Gossip Protocol in distributed systems

Prateek Gupta
Nerd For Tech
Published in
4 min readApr 23, 2022

--

Problem

In a distributed systems scenarios, the most basic problem that one can think of are :
1. System state : How are system nodes aware about the other system nodes state, whether they are dead or alive.
2. Communication : How can system nodes interact with other nodes.

For a system that wish to use a distributed system, the problems above are immaterial and all it cares about is the end result. But for a distributed system, this is a core problem for evaluating the final result be it a database, search engine, object storage, a load balancer or maybe something else.

To address the problems mentioned, there can be two possible solutions :
1. A centralised system which manages the system state, for example zookeeper in kafka. The problem with this is single point of failure. But the finer side is this setup is inclined to CP side of CAP theorem providing higher consistency guarantee.
2. A peer-to-peer solution to track system state. This solution is inclined to AP side of CAP theorem providing eventual consistency. But the solution is highly scalable and more resilient. Gossip protocol based algorithms fall under this category and is famously used in cassandra.

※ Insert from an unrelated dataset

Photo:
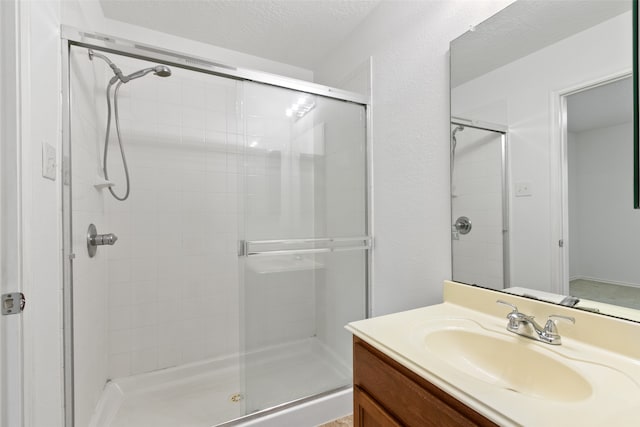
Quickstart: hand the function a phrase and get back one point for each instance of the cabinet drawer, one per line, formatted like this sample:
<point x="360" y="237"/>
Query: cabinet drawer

In a distributed system you need at least two independent sources of information to mark a node down. It’s not enough to simply say because your node can’t contact another node that the other node is down. It’s quite possible that your node is broken and the other node is fine. But if other nodes in the system also see that other node is dead then you can with some confidence conclude that that node is dead. Many complex hard to debug bugs are hidden here. How do you know what other nodes are seeing? Via a gossip protocol exchanging this kind of reachability data.

Gossip protocol

Gossip is a peer-to-peer communication protocol in which nodes periodically exchange state information about themselves and about other nodes they know about.

Gossip protocol based algorithms are one of the most robust and scalable algorithms out there for strongly eventual consistent membership list, fault detection, and can piggy back any information on top of the gossip messages.

Gossip is about letting each node send the latest information it happens to have to some set of other nodes eventually spreading that information throughout the network. It’s a way for nodes to build a global map from limited local interactions.

Gossip protocols are at best eventually consistent, but aren’t even necessarily that. And if there’s a partition, nodes in sub-partitions will still happily gossip with each other. So a request that hits one side of a partition can get totally different answers than if it hits another side.

High level details about the protocol

  • In the cluster, every member keeps a list of a subset of known members and their addresses and some metadata.
  • Periodically, each member updates its list of neighbors’ heartbeat counters based the data emitted by different nodes and sends the updated information to some further neighbours.
  • Upon receipt of such a gossip message, a node merges the list in the message with its own list and adopts the max heartbeat counter for each member.
  • As long as heartbeat counter keeps on increasing for a node, it is guaranteed to be healthy and is considered dead if heartbeat hasn’t increased for more than some threshold time period.
  • It seems somewhat obvious that you would transmit node properties to other nodes. Stats like load average, free memory, etc. would allow a local node to decide where to send work, for example. If a node is idle send it work (as long as everyone doesn’t send it work at the same time). This local decision making angle is the key to scale. There’s no centralized controller. Local nodes make local decisions based on local data. This can scale as far as the gossip protocol can scale.

Ending notes

This post has tried to provided a high level understanding of the gossip protocol. Since there are multiple implementation of the protocol, its not possible to explain each of the variant. The way to go further in the topic is to pick up a specific algorithm and go deep in that. A few relevant links have been provided but the list is huge and is dependent on the specific software using their implementation of the protocol.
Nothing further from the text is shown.